Since the Minimum Wage was last set in July 2009, at $7.25 per hour, the US federal minimum wage has declined in real terms. The US minimum wage is relatively low compared to median wages.
There are many reasons for this low wage growth – factors, such as automation, increased competitiveness due to globalisation, a decline in trades unions and a rise in monopsony power of employers.
There has been increased scrutiny of the US manufacturing sector in recent years. Since 2009, US manufacturing saw a sharp rebound (from a very deep recession) However, since 2012, manufacturing output has stagnated, struggling to transcend the previous peak of 2007.
Manufacturing employment staged a small recovery from 11 million to over 12 million employed at the start of 2016. However, this graph illustrates the long-term decline of US manufacturing employment, which has occurred over the past couple of decades.

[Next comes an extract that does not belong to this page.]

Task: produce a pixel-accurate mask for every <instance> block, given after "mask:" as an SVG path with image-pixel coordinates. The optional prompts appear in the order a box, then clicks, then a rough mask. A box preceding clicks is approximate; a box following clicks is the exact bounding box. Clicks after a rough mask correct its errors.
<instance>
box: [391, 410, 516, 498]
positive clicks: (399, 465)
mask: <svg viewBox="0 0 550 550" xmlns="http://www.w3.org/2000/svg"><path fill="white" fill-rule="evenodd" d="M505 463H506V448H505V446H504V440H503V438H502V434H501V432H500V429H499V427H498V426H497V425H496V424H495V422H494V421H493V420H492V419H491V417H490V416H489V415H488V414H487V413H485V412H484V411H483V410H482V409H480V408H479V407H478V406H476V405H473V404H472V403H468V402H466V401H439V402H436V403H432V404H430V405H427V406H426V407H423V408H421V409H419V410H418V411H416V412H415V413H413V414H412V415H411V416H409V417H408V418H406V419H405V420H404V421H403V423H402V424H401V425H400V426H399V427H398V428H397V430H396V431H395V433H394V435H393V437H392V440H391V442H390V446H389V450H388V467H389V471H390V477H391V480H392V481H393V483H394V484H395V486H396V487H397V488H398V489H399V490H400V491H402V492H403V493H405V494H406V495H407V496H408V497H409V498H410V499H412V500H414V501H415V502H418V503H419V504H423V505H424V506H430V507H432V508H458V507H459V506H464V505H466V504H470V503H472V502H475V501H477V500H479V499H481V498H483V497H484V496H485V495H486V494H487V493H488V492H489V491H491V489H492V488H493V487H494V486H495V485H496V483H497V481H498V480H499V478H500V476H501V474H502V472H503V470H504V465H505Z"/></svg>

A signature policy of Obama was the automobile bailout package. Controversially, he authorised a major bailout of GM and Chrysler who were at risk of bankruptcy. The automobile bailout has generally been considered a success with both companies successfully turning around their business. Without the bailout, there would have been significant job losses in the automobile and related industries.
US inflation has remained low, with some periods of cost-push inflation in 2011.
Given the state of the economy in 2009, the economic performance of the Obama years could easily have been worse. Compared to similar economies, the US economy was relatively strong – with an impressive decline in unemployment and reasonably strong economic growth. Despite fears over the economic stimulus package, there were no adverse consequences – there was no inflationary impact or rising bond yields. It compares well compared the relative austerity of Europe.
Despite the impressive figures of GDP and unemployment, many workers have not felt much of a recovery in their wages and job security. New jobs are increasingly in the new flexible ‘gig economy’ which give firms greater flexibility but offers lower wages and greater insecurity to workers. Also, the challenges of rapid technological change and increased automation of manufacturing processes have led to profound changes in the US labour market, which have led to higher inequality and insecurity.
In Obama’s defence, it is difficult for a President to overcome these global technological and structural developments, which are almost unstoppable. Given low wage growth and greater job insecurity, the most effective way to improve living standards for the low paid is probably to extend welfare support – such as free health care – rather than try to return to the days of 17 million people working in US manufacturing. In this regard, Obama health care offers some improved living standards for the previously uninsured.